かつて『英雄』と呼ばれた男、ムハー・アブデル・ラディオは、ここに斃れる。
『キサマと、キサマの弟子の勇戦は、我が記憶に永遠に残り続けようぞ』
力の魔王は、動かなくなったラディオの傍らから、幻影剣を抜く。
岩山に磔となったケイダンに一瞥(いちべつ)をくれるが、そのまま翼を広げ飛び去って行った。

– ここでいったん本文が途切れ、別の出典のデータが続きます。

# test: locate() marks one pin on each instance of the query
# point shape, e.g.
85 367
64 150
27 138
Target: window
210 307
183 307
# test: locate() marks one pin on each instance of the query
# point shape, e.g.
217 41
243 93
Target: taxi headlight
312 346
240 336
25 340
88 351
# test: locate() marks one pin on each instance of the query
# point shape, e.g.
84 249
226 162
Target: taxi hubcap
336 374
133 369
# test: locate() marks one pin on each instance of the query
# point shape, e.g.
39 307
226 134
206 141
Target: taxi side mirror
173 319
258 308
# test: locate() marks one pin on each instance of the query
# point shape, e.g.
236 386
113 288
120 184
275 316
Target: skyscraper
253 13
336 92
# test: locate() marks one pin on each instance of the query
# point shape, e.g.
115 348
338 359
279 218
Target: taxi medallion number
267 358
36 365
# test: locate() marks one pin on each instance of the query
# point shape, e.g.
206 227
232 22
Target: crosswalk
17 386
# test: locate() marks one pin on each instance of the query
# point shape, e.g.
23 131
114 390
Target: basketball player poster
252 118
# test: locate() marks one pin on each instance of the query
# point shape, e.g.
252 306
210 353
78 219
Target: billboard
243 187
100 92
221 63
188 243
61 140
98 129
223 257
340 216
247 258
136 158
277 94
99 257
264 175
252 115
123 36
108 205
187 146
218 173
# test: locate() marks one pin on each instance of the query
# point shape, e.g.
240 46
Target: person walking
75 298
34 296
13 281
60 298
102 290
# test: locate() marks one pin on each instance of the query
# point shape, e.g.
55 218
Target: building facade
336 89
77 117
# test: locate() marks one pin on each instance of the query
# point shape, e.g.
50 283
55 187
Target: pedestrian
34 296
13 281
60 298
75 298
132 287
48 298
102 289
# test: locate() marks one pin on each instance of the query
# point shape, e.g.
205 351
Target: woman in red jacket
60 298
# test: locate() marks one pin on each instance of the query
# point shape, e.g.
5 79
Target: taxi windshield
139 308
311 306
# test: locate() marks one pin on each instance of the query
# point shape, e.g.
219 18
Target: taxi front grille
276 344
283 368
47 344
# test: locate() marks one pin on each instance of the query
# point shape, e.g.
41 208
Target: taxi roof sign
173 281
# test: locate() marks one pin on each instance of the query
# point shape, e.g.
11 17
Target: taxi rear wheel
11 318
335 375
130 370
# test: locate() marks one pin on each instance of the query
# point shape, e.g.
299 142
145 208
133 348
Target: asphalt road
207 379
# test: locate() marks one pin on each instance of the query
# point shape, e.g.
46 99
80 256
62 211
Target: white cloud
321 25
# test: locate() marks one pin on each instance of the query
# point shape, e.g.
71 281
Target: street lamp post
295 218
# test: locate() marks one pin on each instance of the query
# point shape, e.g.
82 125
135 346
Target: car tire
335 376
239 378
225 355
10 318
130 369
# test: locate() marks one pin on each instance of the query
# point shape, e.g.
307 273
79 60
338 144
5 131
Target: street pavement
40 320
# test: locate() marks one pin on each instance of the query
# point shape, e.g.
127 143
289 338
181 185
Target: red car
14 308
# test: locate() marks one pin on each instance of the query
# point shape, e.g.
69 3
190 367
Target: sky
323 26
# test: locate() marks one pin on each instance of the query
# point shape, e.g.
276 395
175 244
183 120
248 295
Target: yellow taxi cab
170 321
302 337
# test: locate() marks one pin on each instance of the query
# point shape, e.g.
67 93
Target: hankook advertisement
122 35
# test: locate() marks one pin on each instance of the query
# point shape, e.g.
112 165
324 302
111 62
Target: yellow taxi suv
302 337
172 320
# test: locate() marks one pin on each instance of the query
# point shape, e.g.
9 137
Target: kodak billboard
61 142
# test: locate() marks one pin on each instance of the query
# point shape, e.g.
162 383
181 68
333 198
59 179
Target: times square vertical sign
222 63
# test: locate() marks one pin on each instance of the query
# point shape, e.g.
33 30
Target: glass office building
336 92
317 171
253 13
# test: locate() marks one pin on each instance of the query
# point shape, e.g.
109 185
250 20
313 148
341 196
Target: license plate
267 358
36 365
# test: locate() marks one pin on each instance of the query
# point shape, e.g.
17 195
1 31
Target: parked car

それ以降、イティ・ゴーダ砂漠は魔王モラクスの支配下となる。
砂漠に生息する魔物たちはより狂暴化し、商隊の往来も不可能となった。
商隊で栄えていた砂漠の入り口の街は、徐々に過疎化が進み荒廃する。
「エイシャ、お前もこの街を離れたらどうかね。わたしも全てを失ってしまった。これから王都で、再起を図ろうと思っているところだ」
かつて商隊のオーナーだった男が、赤毛の女に言った。
「有難い申し出だケド、アタイはこの街に残らせてもらうよ。コイツらも、寂しがるだろうしね」
女は、ありふれた石で造られた2つの墓の前に、オレンジと紫の花を供える。
「気持ちは解らないでもない。だがね、エイシャ。今のキミは、キミ1人の命じゃないのだよ」
「解ってるさ。だけどこのコは、あの太々しい中年オヤジの血を引いてんだ」
女は、大きく膨らんだ腹を、優しく摩りながら言った。
「きっとこの街でも、逞しく育ってくれるさね。それに……」
女は、砂漠の彼方を見る。
「いずれ坊やが、帰って来る気がしてね」
砂漠に灼熱の太陽が昇り、熱砂が吹き荒れた。
その後、イティ・ゴーダ砂漠の支配者となった魔王モラクス・ヒムノス・ゲヘナスは、王都ヤホーネスに向かっていた シャロリューク・シュタインベルグ一行と遭遇し、一戦を交える。
戦いの隙を突かれた赤毛の英雄は、サタナトスによって魔王と化し、ニャ・ヤーゴの街を襲った。
魔王モラクスは、プリムラーナ率いるフラーニア軍によって征伐され、因幡 舞人の剣で8人の少女となるのだが、それはまた別の話とする。